Когда бюджет постепенно разбух с $15 млн до примерно $25 млн, пришлось пожертвовать первым помощником режиссера (так всегда бывает с помрежами). Однако его замена, которым хоть и стал отличный парень, не особо способствовала ускорению работы Брайана. Меня, и без того обеспокоенного необходимостью «защищать» написанные собственноручно сцены, заставили порезать сценарий — адская мука для меня, поскольку в этой истории все сюжетные линии тесно переплетались. Откровенно говоря, Брайана это не заботило. Ему хотелось создать гранд-оперу в стилистике Серджио Леоне. Ведь он снимал как раз «гангстерский фильм», и жанр сподвиг его на грандиозность. Должен признать, что сейчас я лучше понимаю эту точку зрения, чем тогда. Я предпочитал скрываться в своем небольшом кабинете в Universal или в моем гостиничном номере в Санта-Монике, где мы с Элизабет поселились, и либо вносил правки в сценарий, либо работал над моим новым русским сюжетом (об этом позже), либо проводил встречи для обсуждения иных проектов. Но меня влекло на съемочную площадку «Лица со шрамом». Лос-Анджелес затягивал меня обратно в свое гравитационное поле.
Казалось, наш фильм принес смысл в жертву эффектности. Несколько раз я спорил с Брайаном по постановочным вопросам, когда перестрелки начинали выглядеть неправдоподобными в глазах ветерана Вьетнама. Однако фильм был не о том. В принципе, кто сказал, что кинокартина должна быть выстроена по рациональным канонам? Так, в заключительной сцене Брайан заслал в особняк Тони где-то пятьдесят или более головорезов — нелепость с точки зрения реалий Майами. Я предположил, что для ликвидации Тони было бы достаточно самого минимального числа людей, однако Брайан вышел победителем в этом споре. Но поскольку «Лицо со шрамом» — гранд-опера, то этот безумный стиль оказался к месту.
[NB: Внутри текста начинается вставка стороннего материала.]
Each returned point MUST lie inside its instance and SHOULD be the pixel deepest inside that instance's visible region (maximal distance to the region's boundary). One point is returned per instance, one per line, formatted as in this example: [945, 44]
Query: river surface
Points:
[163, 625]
С какими-то моими доводами Брайан соглашался, но мне было тяжело играть роль арбитра на площадке. На самом деле это довольно неприятное занятие для сценариста, который в душе является режиссером. Я чувствовал себя как нищий, который был приглашен на званый ужин, но он все равно вынужден одним глазом постоянно поглядывать на черный выход. Иными словами, я не был уверен, в каком статусе меня принимают за столом. Иногда Брайан, хотя и нечасто, настолько раздражался во время наших споров, что просил меня покинуть площадку. Нет проблем. «Кого мне нужно трахнуть, чтобы меня сняли с этого фильма?» — так приговаривают актеры, терпение которых уже лопнуло. Не было другого такого фильма, где я столь часто задавался бы этим вопросом.
Наконец настал последний день съемок, и нас ждала традиционная вечеринка по этому случаю. Я полагал, что это замечательная возможность повеселиться после шести месяцев изнурительной работы. Однако на вопрос о том, собирается ли он на вечеринку, Брайан со своей неизменной усмешкой неожиданно заявил: «Да ну нафиг? Думаешь, я хочу зависнуть с этими людьми еще на один день? Мне пора». Он в самом деле уже заблаговременно собрал вещи и был готов отправиться в аэропорт, как только мы закончим. Пройдет много месяцев, прежде чем мы увидимся снова. Он изначально был человеком-тайной. Таким и останется.